Bonanno described common or prototypical trajectories as follows:
- Resilience
  "The ability of adults in otherwise normal circumstances who are exposed to an isolated and potentially highly disruptive event, such as the death of a close relation or a violent or life-threatening situation, to maintain relatively stable, healthy levels of psychological and physical functioning" as well as "the capacity for generative experiences and positive emotions".
- Recovery
  When "normal functioning temporarily gives way to threshold or sub-threshold psychopathology (e.g., symptoms of depression or Posttraumatic Stress Disorder (PTSD)), usually for a period of at least several months, and then gradually returns to pre-event levels."
- Chronic dysfunction
  Prolonged suffering and inability to function, usually lasting several years or longer.
- Delayed grief or trauma
  When adjustment seems normal but then distress and symptoms increase months later.

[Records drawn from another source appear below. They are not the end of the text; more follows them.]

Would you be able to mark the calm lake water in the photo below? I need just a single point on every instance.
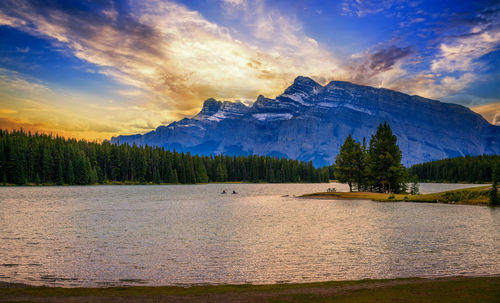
(168, 235)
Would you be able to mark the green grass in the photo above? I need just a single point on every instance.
(470, 196)
(458, 289)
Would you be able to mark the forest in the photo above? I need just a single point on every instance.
(468, 169)
(27, 158)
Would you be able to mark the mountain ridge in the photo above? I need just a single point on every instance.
(310, 122)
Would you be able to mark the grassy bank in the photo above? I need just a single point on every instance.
(453, 289)
(470, 196)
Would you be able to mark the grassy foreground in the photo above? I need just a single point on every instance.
(471, 196)
(451, 289)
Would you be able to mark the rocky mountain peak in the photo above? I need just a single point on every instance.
(210, 107)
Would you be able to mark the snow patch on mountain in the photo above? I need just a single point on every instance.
(272, 116)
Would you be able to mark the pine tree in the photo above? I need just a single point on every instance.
(349, 163)
(386, 172)
(494, 199)
(414, 188)
(219, 173)
(70, 174)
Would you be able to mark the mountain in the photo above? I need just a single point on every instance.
(310, 122)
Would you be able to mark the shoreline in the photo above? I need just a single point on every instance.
(477, 195)
(439, 289)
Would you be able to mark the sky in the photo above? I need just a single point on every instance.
(96, 69)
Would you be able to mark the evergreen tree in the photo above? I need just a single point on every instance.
(386, 173)
(23, 157)
(494, 199)
(349, 163)
(219, 173)
(70, 174)
(414, 188)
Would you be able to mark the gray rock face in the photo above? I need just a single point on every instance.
(310, 122)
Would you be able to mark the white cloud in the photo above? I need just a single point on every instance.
(461, 53)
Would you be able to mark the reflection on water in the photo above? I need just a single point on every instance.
(166, 235)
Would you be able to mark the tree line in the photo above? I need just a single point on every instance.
(376, 167)
(478, 169)
(27, 158)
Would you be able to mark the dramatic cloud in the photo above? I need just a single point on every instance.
(174, 55)
(490, 112)
(366, 7)
(164, 58)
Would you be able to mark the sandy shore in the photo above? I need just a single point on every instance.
(448, 289)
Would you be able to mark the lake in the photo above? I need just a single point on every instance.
(192, 234)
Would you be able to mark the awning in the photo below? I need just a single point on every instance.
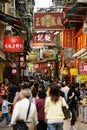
(13, 21)
(79, 53)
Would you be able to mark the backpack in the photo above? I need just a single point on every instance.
(20, 125)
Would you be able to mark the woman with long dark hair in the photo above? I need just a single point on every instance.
(73, 98)
(53, 109)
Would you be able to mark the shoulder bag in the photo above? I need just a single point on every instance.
(21, 124)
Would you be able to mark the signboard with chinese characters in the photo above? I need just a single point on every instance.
(83, 68)
(23, 61)
(68, 38)
(74, 71)
(48, 21)
(49, 54)
(13, 44)
(42, 37)
(83, 77)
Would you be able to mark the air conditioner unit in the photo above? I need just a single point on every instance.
(82, 1)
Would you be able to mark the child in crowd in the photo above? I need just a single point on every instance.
(5, 111)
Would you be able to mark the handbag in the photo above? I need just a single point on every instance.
(66, 112)
(21, 124)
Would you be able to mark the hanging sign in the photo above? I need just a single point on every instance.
(83, 68)
(13, 43)
(23, 61)
(68, 38)
(48, 21)
(42, 37)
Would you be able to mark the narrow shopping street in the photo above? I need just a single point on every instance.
(79, 125)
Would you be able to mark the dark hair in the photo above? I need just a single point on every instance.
(54, 93)
(42, 94)
(25, 86)
(4, 97)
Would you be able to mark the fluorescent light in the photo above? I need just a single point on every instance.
(79, 52)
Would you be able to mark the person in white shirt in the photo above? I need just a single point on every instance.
(21, 107)
(65, 89)
(5, 111)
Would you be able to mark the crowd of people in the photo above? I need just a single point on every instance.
(47, 96)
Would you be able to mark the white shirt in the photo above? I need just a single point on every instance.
(20, 112)
(65, 90)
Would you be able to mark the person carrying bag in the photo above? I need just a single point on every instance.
(28, 119)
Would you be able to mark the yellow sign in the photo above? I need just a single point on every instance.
(74, 71)
(83, 77)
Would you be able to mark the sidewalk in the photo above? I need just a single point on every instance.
(79, 125)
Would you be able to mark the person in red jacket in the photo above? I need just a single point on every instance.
(40, 103)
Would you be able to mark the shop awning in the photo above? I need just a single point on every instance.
(13, 21)
(79, 53)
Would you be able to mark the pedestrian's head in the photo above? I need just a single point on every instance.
(40, 87)
(25, 90)
(4, 97)
(42, 94)
(54, 93)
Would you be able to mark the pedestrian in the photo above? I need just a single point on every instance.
(21, 107)
(53, 109)
(5, 112)
(83, 93)
(40, 104)
(3, 91)
(73, 98)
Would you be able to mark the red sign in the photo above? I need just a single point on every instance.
(48, 21)
(23, 61)
(13, 44)
(83, 68)
(42, 37)
(68, 38)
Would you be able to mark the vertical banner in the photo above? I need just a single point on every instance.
(68, 38)
(48, 21)
(13, 44)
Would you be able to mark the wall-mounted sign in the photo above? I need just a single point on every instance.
(83, 77)
(23, 61)
(42, 37)
(74, 71)
(13, 43)
(83, 68)
(48, 21)
(14, 71)
(68, 38)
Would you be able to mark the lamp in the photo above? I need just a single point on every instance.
(81, 56)
(79, 52)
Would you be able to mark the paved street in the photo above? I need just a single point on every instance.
(79, 125)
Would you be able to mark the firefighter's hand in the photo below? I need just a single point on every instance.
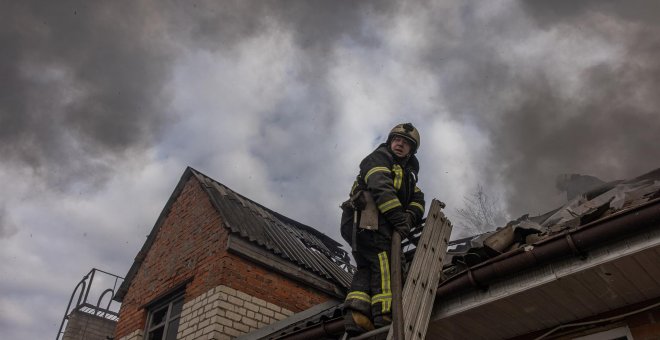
(403, 230)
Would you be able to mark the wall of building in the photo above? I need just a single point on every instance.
(190, 246)
(85, 326)
(225, 313)
(645, 325)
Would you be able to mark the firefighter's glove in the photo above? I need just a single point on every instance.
(410, 219)
(397, 217)
(403, 230)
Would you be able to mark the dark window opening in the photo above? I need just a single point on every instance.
(163, 319)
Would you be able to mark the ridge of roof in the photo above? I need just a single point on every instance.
(283, 236)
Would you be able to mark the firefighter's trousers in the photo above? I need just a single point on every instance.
(370, 291)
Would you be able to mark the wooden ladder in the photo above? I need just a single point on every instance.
(424, 275)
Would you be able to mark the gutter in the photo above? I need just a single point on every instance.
(571, 242)
(326, 329)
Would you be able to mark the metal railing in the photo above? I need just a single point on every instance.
(83, 290)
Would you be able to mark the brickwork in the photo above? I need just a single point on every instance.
(191, 246)
(85, 326)
(646, 325)
(137, 335)
(224, 313)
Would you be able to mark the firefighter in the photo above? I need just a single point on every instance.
(389, 175)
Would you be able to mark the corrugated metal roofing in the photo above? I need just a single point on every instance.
(291, 240)
(593, 205)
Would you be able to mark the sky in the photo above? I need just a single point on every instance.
(104, 104)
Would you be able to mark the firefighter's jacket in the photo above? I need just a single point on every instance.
(393, 185)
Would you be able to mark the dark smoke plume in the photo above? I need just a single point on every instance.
(83, 85)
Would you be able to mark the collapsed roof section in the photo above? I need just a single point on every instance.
(597, 205)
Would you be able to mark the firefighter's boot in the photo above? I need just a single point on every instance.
(357, 323)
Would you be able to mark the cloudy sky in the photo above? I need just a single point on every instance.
(104, 104)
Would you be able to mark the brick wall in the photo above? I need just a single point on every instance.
(191, 246)
(85, 326)
(137, 335)
(645, 325)
(224, 313)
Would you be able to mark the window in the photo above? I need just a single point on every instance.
(163, 319)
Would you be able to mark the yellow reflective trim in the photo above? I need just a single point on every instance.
(374, 170)
(419, 206)
(353, 187)
(362, 296)
(386, 296)
(393, 203)
(398, 176)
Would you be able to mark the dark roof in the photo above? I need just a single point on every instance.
(295, 242)
(614, 200)
(594, 205)
(287, 238)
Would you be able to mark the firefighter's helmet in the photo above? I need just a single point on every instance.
(407, 131)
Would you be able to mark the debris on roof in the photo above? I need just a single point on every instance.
(584, 208)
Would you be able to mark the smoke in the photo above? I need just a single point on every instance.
(557, 88)
(84, 87)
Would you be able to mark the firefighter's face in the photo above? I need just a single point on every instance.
(400, 146)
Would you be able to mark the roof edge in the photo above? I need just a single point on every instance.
(142, 254)
(575, 241)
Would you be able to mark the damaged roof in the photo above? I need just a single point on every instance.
(596, 204)
(624, 206)
(296, 243)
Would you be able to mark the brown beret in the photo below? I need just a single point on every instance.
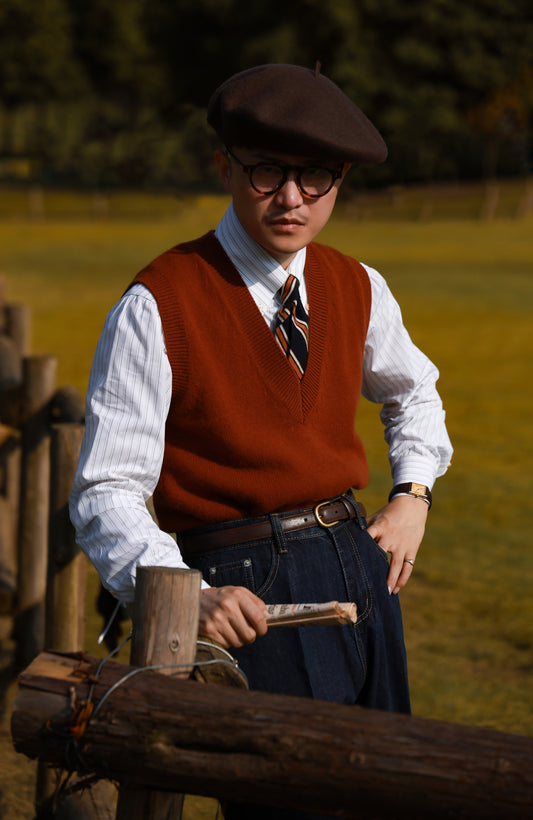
(293, 109)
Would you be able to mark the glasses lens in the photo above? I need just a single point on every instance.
(266, 178)
(316, 181)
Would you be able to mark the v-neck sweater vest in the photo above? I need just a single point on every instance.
(244, 436)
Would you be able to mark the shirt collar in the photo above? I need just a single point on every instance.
(251, 260)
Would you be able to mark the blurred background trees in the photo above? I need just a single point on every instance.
(102, 93)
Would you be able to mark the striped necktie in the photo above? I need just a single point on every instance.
(292, 329)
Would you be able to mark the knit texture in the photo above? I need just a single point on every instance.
(245, 436)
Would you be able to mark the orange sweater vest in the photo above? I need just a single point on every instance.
(244, 435)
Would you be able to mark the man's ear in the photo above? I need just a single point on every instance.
(224, 169)
(345, 168)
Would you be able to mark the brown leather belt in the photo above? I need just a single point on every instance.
(326, 514)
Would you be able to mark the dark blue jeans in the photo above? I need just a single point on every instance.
(363, 663)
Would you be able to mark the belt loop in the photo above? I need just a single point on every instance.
(352, 501)
(278, 536)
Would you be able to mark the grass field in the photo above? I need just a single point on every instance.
(466, 289)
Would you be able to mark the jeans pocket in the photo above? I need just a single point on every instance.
(237, 573)
(383, 553)
(253, 566)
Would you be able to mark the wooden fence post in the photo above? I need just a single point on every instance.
(165, 630)
(65, 589)
(9, 517)
(65, 603)
(18, 326)
(38, 388)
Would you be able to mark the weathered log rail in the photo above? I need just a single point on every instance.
(158, 732)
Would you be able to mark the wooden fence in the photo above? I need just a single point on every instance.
(41, 570)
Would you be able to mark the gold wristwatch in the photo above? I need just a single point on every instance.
(414, 489)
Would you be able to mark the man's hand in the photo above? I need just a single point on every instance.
(398, 528)
(231, 616)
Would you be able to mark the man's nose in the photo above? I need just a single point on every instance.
(289, 195)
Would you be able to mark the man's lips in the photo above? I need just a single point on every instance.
(287, 222)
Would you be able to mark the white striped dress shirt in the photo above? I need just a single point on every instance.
(129, 396)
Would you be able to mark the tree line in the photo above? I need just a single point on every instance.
(105, 93)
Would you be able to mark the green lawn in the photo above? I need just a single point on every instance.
(466, 289)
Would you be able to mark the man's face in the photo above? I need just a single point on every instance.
(282, 222)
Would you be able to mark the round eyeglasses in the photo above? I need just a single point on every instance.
(268, 177)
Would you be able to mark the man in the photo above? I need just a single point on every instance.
(226, 382)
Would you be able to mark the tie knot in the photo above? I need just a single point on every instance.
(289, 291)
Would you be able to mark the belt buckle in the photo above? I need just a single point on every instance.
(319, 518)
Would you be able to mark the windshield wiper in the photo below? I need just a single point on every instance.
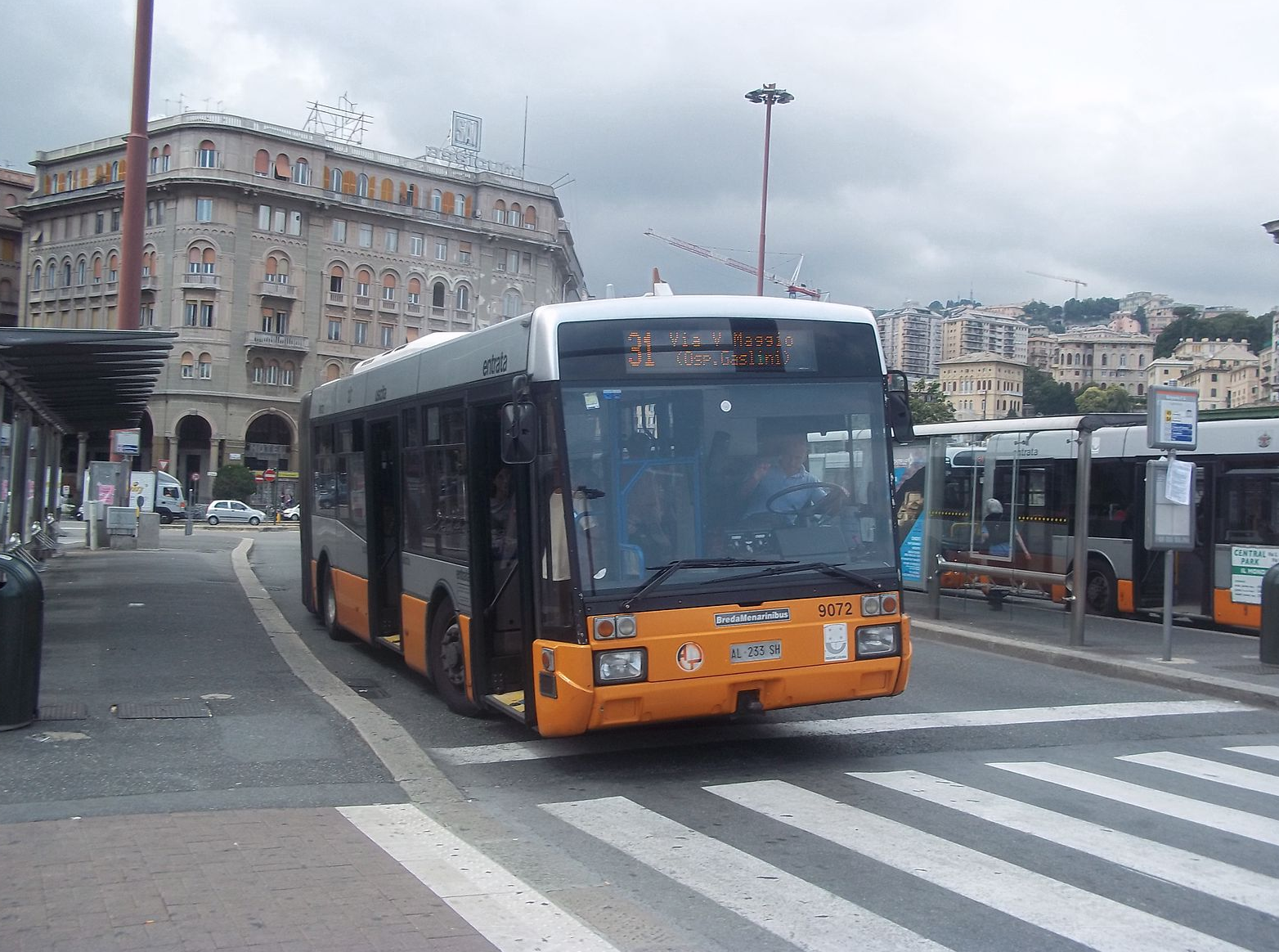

=== Flexible self-regulation ===
Bonanno observed that coping and emotion regulation strategies were commonly viewed as being either consistently adaptive or consistently maladaptive. For example, emotional expression is generally thought to be adaptive while the suppression of emotional expression is generally thought to be a maladaptive strategy. In 2004, Bonanno countered this idea by demonstrating that "whether one expresses or suppresses emotional expression is not as important for adjustment as is the ability to flexibly express or suppress emotional expression as demanded by the situational context." Based on this and subsequent research, Bonanno and Charles Burton described that the belief that any single behavior or strategy is consistently adaptive (or maladaptive) an example of the fallacy of uniform efficacy. They also proposed that flexible regulation is not a single behavior or skill but rather consists of several abilities that unfold in sequence, later dubbed the flexibility sequence. The primary steps in the sequence involve (1) context sensitivity, the ability to read cues to the demands and challenges of specific situations; (2) repertoire, having a set of strategies that one is able to use effectively; and (3) feedback monitoring, the ability to monitor and modify a chosen strategy as needed. In addition, Bonanno later proposed that certain personality features foster flexibility by creating a motivational background he called the flexibility mindset.

==Awards==
- 2025. Elected fellow American Association for the Advancement of Science (AAAS) “For distinguished contributions to our understanding of the psychology of trauma and resilience.”
- 2023. Lifetime achievement award from the International Society for Traumatic Stress studies (ISTSS).
- 2020-2026. Each year since 2020, Bonanno has been ranked among the top 1% of most frequently cited scientists among all science and social-science disciplines worldwide.
- 2019. James McKeen Cattell award from the Association of Psychological Science "for a lifetime of intellectual achievements in applied psychological research and their impact on a critical problem in society at large."
- 2019. International Positive Psychology Association award for "distinguished lifetime contributions to positive psychology."

==Books==
- Mayne, T., & Bonanno, G. A. (Eds.). (2001). Emotions: Current issues and future directions. Guilford Press.
- Bonanno, G. A. (2009). The other side of sadness: What the new science of bereavement tells us about life after loss. Basic Books.
- Bonanno, G. A. (2021). The end of trauma: How the new science of resilience is changing how we think about PTSD. Basic Books.